The high permissible quality limits recommended by the guidelines for CA 19-9 are noteworthy. It was recommended by Westgard, Ricos and EFLM 46.3%, 52.6% and 57.4%, respectively. The variation value, up to half of the given result, should lead laboratory experts to be more attentive about results of this parameter. Particular attention should be paid to the comparison of results produced by different laboratories, and clinicians should be warned about that when necessary.

There is no standardized formula for clinical laboratories to estimate MU of tests (*12*). Furthermore there is no standardized limits to compare results. Thus every laboratory should define its own formulation system and evaluation method. And so errors can be noticed by renewing calculations at certain periods.

Measurement uncertainty is among the standards as a criterion in quality assessment. The fact remains that, such calculations will not become prevalent unless they are practically done in daily routine applications. Hence MU models that can be calculated using the available data without the need for a separate budget are important and valuable.

The limitation of this study is the lack of possibility to calculate EQA data according to our peer group for drug concentration tests. Although we predict that this situation will increase the uncertainty value of the parameters calculated from the EQA data, we think that special attention should be paid to the measurement uncertainty calculations of these tests, especially since they are analytes that must be kept in a narrow range in plasma and must be precisely adjusted.
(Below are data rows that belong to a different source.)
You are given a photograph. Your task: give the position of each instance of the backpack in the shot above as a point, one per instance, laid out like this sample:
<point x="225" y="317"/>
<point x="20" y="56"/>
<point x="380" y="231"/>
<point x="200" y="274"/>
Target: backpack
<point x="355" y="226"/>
In conclusion, our study showed that there can be a wide range of recommendations for a parameter and the importance of choosing which guideline to follow. A test that is appropriate according to one guideline may give very poor results according to another.

It is recommended that the concept of measurement uncertainty, which plays an important role in the total quality performance of the laboratory, should be followed up by the clinical laboratory experts at certain time intervals and should be increased the awareness of clinicians about the subject.